The Frenzied Pace of Combat

Eager to appeal to a new generation of gamers raised on fast paced FPS games Blizzard sped up combat considerably and reduced all of the “down time”. Mobs die noticeably much faster in WoW then they did in previous MMOs like EverQuest.

Back in the days of EverQuest the designers had the wisdom to pace combat so that players had time to socialize via chat in between battles. Many players objected to the down time and eventually the devs caved in and reduced it. Little did they know that fewer opportunities to socialize would be the unintended consequences.

Players Socializing More Outside then Inside the Game?

Maybe this new breed of MMO gamers likes to socialize about the game outside of the game via forums, blogging, Twitter, texting, etc. It could be that people want to spend their limited time just “playing” and to exclude everything else.

No Public Chat in Free Realms

While I find Free Realms delightful and fascinating it’s a virtual world devoid of public chat channels. The only way you can communicate in chat is if you are in proximity of another player which is very similar to the “/say” chat channel in most MMORPGs. According to a MTV interview with John Smedley a console version of Free Realms will be released in late 2009 which could explain why there is hardly any general chat features in the PC version.
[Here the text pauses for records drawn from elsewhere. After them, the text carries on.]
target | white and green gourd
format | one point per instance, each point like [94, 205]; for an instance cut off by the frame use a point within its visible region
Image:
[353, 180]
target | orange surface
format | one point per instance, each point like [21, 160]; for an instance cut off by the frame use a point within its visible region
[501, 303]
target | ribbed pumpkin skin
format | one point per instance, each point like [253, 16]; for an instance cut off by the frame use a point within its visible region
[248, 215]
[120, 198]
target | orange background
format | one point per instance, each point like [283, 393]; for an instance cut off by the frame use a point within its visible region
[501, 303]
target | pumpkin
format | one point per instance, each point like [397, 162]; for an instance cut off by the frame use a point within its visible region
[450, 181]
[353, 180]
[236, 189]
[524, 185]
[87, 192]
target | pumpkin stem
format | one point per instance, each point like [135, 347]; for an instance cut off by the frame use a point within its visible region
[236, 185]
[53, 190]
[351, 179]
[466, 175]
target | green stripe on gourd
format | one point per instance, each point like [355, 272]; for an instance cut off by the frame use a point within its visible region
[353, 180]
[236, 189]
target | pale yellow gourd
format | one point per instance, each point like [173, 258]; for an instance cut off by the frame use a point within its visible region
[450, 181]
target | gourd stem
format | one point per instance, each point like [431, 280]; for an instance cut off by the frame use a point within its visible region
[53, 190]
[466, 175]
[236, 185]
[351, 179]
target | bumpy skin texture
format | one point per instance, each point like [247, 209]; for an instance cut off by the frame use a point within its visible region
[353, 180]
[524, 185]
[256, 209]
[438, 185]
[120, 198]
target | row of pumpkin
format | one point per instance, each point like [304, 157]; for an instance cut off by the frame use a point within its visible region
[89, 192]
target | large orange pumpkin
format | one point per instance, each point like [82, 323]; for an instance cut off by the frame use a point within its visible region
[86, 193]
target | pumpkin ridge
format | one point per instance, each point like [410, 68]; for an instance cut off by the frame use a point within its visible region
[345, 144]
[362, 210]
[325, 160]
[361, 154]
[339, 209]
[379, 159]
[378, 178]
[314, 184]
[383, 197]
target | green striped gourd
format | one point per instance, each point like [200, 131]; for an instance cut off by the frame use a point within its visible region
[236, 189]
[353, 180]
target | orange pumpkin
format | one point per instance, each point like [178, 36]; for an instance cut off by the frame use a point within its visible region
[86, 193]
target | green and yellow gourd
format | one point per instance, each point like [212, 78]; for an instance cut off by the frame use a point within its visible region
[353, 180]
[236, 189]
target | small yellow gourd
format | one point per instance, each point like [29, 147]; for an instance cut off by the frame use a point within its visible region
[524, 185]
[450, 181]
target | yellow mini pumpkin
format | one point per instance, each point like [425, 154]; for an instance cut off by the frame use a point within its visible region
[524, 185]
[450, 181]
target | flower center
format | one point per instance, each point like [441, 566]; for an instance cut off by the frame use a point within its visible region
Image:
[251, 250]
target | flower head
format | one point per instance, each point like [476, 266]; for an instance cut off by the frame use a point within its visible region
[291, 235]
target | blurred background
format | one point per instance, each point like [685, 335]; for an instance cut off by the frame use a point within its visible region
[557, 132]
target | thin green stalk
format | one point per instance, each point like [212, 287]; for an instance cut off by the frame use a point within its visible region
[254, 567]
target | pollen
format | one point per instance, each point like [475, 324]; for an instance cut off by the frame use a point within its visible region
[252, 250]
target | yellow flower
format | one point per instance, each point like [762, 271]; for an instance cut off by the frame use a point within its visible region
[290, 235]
While I can understand the reason that a kid friendly MMO wouldn’t want some idiot spewing hateful speech in a general chat channel it’s troubling nonetheless. When these kids grow up and graduate to a more adult MMO they are more likely to bring with them with a non-chat mindset.

Nostalgia

Chat in MMOs and virtual worlds is vitally important — at least it used to be. When I made the migration from single-player games to massively multi-player online games like EverQuest the fact that I could talk to actual players blew me away. Being able to communicate with fellow players and share experiences, stories and memories was a fundamental underpinning of the magic of virtual worlds. Getting to meet people from all over the world was for me a major selling point of MMOs as it changed the “game” experience and into a “world” experience.

It could be that I’m just being nostalgic for the golden age of MMOs where talking to players actually had a measurable effect on your enjoyment of the game. Back then being a friendly sociable person meant that you could get a group, get a guild, make a name for yourself — a players reputation actually mattered back then. Sadly none of that matters now as today’s MMOs have become orgies of achievement leaving other valid play styles (explorers and socializers) far behind.

Conclusion

The future is not looking bright for player communication as an integral part of mainstream MMOs. Consider that in the next few years both Blizzard and Turbine will be releasing big budget MMOs for the growing console market. Consoles don’t have keyboards so you can expect chat in those MMOs to be minimal.

As this industry becomes more mainstream chat seems to be a feature that is falling by the wayside. MMO designers need to take a step back and stop the “coolness” arms race and focus on the basics again. One of those fundamentals should be to create MMOs and virtual worlds where people value communicating with each other once again. After all wasn’t that the point of being part of a massively multi-player online world in the first place — interacting with other players?